In the second quarter of 2009, the county’s taxable sales and purchases totalled $12,676,376 compared to $12,280,261 during the same three month period in 2008.
Watford City’s taxable sales and purchases grew from $10,650,639 during the months of April, May and June of 2008 to $11,742,334 during the same three month period in 2009.
According to North Dakota Tax Commissioner Cory Fong, statewide North Dakota’s taxable sales and purchases dropped 3.8 percent, or $118.9 million, compared to the same quarter in 2008.
“2008 was a record-setting year for taxable sales and purchases in North Dakota. If we compare this report to a more typical year, such as 2007, it shows that consumer spending is on pace,” said Fong.

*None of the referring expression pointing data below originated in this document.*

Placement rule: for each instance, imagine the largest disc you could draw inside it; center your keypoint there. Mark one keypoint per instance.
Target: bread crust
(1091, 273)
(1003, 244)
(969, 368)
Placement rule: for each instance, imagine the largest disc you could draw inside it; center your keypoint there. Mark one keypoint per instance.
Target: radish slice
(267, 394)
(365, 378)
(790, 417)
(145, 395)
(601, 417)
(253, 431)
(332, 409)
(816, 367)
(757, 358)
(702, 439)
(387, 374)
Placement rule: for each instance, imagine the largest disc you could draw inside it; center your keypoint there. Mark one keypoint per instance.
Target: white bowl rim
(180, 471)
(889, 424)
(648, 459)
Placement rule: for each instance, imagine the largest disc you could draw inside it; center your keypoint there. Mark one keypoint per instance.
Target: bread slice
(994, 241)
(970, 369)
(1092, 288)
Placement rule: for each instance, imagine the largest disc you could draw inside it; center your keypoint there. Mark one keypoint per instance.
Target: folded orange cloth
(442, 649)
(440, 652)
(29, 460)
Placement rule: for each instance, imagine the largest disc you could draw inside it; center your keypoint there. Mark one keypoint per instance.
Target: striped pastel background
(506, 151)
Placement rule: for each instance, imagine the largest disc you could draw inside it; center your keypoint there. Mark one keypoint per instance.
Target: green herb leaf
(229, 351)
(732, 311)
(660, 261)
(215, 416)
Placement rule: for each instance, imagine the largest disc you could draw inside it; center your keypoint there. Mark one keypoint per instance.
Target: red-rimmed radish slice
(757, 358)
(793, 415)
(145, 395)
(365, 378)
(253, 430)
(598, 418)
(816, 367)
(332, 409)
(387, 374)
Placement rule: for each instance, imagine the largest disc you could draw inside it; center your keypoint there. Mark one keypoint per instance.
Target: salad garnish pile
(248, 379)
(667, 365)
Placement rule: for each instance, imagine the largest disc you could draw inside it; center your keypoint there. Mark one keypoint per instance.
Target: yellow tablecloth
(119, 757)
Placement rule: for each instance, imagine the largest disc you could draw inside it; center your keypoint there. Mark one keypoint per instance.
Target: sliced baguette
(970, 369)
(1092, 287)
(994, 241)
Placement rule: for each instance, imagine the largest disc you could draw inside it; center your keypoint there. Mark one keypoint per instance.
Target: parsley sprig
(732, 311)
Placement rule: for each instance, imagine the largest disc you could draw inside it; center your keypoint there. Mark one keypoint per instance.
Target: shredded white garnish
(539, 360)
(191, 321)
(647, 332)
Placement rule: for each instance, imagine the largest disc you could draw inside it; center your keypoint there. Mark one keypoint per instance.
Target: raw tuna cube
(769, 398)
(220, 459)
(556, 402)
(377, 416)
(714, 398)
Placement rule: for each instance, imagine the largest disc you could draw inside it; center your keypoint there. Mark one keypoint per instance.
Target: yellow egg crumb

Compared to the second quarter 2007, the 2009 report shows growth of 16.7 percent or $425.9 million. Retail trade, the sector generally looked to as a measure of the economy, was down 1.6 percent during second quarter 2009 when compared to the same quarter in 2008. Comparing retail trade to the second quarter 2007, the retail trade sector grew 8.1 percent.
“During the second quarter, nearly every county was experiencing flooding,” said Fong, “which meant many businesses shut down operations and consumers were not spending at the normal levels as they were focused on protecting their homes and businesses.”

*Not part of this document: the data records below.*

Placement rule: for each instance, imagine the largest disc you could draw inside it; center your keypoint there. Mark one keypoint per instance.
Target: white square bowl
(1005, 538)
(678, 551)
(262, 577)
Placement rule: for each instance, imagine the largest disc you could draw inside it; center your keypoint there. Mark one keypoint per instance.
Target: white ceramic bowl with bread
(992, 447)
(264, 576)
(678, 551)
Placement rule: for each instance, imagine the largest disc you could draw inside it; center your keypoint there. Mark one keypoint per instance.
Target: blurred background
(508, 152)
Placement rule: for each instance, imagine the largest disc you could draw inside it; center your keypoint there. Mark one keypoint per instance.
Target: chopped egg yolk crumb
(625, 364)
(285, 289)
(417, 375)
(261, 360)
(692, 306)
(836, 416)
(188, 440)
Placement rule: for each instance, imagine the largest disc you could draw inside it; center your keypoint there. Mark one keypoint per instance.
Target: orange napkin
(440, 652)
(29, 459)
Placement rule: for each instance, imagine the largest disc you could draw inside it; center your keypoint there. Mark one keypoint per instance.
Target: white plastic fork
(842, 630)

Comparing second quarter 2009 to second quarter 2008, sectors reporting growth include: other services sector, which grew 18.6 percent; educational, health care, and social services sector grew 11.9 percent; information industries grew 6.3 percent; miscellaneous grew 2.6 percent; accommodation and food services grew two percent. Sectors reporting a decline include: mining and oil extraction, which declined 19.7 percent; transportation and warehousing dropped 9.8 percent; wholesale trade dropped 9.4 percent; financial, insurance, real estate, rental and leasing dropped 8.4 percent; arts, entertainment, and recreation dropped 7.6 percent; construction dropped 3.8 percent; manufacturing dropped 3.6 percent; utilities dropped 2.2 percent; retail trade dropped 1.6 percent; and professional, scientific, technical, and management services dropped 1.2 percent.
“The farm industry is an important sector for North Dakota and one on which we tend to rely,” said Fong. “In addition to dealing with the aftermath of spring storms and state-wide flooding, our farmers and ranchers continued to deal with elevated fertilizer and feed costs and a slowdown in commodity prices. Again, if we remove the exaggerated highs of 2008, the ag industry tracks along with general consumer spending, of a more typical year, such as 2007.”

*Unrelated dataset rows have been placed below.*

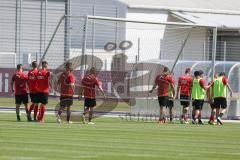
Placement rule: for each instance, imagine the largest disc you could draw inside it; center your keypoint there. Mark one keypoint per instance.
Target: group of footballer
(192, 89)
(37, 84)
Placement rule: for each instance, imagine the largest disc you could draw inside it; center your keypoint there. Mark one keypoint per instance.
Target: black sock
(220, 115)
(18, 118)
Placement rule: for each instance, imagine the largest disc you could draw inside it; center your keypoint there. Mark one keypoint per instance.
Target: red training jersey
(185, 83)
(32, 80)
(202, 83)
(89, 82)
(66, 80)
(20, 79)
(43, 79)
(163, 81)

Of the 50 largest cities, the biggest percentage increases for second quarter of 2009 were: Garrison, up 27.3 percent; Stanley, up 24.2 percent; Cavalier, up 25.7 percent; Carrington, up 21.3 percent; and Cooperstown, up 20.4 percent.
The biggest percentage second quarter decreases for the 50 largest cities, were in Grafton, down 46 percent; Tioga, down 16.5 percent; Ashley, down 15 percent; Williston, down 14.6 percent; and Hettinger, down 10 percent.
Counties with the highest percentage increases were Logan, up 41.3 percent; Oliver, up 39.6 percent; Traill, up 27.9 percent; Nelson, up 26.2 percent; and Benson, up 21.5 percent.
The counties with the biggest percentage decreases were Renville, down 60.6 percent; Billings, down 37.5 percent; Walsh, down 33.3 percent; Burke, down 32.2 percent; and Slope, down 26.8 percent.